AIandMe runs automated adversarial attacks against your bot's live endpoint, evaluates responses using LLM-as-a-judge, and produces structured findings aligned with the [OWASP Top 10 for LLM Applications](https://owasp.org/www-project-top-10-for-large-language-model-applications/) and the [OWASP Agentic AI Threats](https://genai.owasp.org/resource/agentic-ai-threats-and-mitigations/).

### Platform Services

| Service | Description |
|---------|-------------|
| **CLI Tool** | Full-featured command line interface. Initialize projects, run tests, check posture, export guardrails. |
| **pytest Plugin** | Native pytest integration with markers, fixtures, and baseline comparison.
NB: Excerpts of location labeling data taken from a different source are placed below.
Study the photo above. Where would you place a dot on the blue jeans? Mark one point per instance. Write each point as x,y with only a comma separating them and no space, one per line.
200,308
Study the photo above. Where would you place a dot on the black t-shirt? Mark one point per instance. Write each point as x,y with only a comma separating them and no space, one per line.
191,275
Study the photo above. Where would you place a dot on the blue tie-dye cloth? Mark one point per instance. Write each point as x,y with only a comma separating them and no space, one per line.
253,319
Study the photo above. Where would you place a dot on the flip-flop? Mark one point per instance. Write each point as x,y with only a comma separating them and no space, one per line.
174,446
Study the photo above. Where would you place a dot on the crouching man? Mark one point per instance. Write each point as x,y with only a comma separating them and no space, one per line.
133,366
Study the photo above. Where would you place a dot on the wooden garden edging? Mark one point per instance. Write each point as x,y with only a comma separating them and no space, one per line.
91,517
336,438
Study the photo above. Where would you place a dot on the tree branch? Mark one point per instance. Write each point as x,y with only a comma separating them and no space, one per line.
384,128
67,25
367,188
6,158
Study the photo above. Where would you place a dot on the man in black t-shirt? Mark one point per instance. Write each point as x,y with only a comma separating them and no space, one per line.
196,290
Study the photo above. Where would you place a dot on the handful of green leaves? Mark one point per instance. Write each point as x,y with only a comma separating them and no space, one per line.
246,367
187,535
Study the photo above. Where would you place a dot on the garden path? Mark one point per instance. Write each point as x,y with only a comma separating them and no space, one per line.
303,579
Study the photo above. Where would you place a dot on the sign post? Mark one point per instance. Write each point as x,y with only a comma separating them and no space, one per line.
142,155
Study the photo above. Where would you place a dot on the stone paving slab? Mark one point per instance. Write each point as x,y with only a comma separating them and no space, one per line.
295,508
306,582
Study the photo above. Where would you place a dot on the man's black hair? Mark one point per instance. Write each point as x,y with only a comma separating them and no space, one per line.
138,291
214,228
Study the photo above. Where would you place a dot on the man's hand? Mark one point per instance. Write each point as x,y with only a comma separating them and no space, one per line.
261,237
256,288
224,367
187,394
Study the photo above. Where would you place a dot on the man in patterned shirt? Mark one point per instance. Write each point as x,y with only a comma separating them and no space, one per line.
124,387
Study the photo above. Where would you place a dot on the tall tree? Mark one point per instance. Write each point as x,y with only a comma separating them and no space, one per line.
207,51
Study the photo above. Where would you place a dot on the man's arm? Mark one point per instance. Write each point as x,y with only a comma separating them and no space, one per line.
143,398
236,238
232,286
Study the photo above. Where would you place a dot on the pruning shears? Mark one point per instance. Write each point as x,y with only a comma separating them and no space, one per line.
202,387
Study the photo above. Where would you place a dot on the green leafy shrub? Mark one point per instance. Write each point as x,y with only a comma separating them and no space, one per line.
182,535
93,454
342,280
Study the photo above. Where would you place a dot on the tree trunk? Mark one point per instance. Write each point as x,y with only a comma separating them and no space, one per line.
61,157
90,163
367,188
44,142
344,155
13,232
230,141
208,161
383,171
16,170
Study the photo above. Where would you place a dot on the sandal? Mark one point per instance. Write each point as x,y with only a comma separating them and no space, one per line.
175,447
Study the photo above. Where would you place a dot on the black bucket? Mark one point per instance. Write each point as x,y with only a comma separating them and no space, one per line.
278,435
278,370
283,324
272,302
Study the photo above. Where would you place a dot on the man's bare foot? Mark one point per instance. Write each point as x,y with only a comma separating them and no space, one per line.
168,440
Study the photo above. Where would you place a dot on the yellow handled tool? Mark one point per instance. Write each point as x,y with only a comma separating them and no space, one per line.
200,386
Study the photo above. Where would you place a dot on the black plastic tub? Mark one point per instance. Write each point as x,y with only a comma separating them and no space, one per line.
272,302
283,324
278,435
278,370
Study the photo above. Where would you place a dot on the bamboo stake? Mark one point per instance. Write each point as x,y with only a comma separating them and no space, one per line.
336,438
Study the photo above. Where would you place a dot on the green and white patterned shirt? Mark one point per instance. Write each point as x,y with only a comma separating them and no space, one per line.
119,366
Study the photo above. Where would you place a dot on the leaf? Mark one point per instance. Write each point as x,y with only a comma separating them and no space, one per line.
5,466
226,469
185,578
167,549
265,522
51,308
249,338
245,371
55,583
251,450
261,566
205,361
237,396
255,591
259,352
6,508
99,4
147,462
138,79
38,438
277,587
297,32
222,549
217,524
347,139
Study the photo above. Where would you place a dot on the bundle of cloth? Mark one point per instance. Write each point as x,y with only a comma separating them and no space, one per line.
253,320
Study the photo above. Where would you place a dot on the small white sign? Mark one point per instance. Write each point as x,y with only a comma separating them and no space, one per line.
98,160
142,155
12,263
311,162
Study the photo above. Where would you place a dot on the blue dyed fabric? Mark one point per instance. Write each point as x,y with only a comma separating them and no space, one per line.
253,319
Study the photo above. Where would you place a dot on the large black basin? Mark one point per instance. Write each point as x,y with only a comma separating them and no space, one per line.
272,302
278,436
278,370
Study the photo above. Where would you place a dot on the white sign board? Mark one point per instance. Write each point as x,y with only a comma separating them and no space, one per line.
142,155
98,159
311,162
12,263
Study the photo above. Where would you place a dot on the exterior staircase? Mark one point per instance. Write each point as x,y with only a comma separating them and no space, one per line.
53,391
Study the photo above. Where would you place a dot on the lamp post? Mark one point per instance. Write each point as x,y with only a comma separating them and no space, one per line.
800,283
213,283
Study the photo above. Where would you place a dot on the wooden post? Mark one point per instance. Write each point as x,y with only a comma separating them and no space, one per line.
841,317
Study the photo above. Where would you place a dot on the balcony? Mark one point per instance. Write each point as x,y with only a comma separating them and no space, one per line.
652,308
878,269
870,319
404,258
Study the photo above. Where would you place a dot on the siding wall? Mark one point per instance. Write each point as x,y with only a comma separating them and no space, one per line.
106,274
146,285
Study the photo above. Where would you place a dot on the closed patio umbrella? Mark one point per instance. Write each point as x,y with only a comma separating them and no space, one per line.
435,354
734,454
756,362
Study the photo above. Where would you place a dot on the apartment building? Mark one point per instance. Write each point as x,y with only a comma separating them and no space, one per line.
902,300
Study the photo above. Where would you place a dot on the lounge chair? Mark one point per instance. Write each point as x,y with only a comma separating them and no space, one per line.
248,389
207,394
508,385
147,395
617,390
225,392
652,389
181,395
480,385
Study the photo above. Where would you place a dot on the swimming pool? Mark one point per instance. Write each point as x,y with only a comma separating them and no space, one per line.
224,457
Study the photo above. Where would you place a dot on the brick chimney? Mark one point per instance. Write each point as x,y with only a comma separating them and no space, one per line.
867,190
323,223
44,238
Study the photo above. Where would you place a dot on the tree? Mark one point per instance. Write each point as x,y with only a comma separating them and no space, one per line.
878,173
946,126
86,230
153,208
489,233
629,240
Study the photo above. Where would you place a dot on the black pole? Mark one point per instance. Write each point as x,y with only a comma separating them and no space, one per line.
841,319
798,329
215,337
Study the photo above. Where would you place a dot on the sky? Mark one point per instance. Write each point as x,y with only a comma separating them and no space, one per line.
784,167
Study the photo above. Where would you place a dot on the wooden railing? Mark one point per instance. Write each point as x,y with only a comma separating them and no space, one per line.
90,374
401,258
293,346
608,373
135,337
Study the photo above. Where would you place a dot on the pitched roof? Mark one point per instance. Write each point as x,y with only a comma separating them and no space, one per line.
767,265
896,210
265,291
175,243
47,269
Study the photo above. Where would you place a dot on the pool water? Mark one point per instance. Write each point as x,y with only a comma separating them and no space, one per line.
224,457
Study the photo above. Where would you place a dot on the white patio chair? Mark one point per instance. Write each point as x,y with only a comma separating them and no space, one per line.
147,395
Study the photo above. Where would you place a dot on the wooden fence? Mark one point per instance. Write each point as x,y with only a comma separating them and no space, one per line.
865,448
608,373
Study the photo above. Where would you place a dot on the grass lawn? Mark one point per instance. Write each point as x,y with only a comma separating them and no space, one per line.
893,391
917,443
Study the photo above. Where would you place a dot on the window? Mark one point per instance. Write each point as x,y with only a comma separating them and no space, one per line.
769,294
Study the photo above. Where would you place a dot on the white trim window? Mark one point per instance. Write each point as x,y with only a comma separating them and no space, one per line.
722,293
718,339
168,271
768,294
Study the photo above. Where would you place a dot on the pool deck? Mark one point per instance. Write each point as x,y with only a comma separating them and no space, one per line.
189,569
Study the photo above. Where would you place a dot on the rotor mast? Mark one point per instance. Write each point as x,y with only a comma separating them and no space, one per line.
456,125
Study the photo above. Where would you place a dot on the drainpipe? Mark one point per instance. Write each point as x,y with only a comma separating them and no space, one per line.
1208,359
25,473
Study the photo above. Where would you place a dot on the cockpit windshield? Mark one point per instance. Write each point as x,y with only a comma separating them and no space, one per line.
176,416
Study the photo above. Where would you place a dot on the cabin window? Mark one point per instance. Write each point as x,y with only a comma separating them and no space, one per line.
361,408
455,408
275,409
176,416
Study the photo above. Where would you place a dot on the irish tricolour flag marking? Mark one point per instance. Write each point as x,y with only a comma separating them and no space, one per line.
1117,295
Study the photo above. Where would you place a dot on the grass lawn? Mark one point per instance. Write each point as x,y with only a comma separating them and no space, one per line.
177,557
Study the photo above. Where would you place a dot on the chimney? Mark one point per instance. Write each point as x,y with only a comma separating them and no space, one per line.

Run security tests alongside unit tests. |
| **Adversarial Testing** | OWASP-aligned attack scenarios: single-turn, multi-turn, adaptive, and agentic. |
| **Behavioral Testing** | Validate intent boundaries, response quality, and functional correctness. |
| **Posture Scoring** | Quantified 0–100 security score with breakdown by findings, coverage, and resilience. Track over time. |
| **Guardrails Export** | Generate protection rules from test findings. Export to OpenAI, Azure AI Content Safety, AWS Bedrock, or AIandMe format. |

### Why AIandMe?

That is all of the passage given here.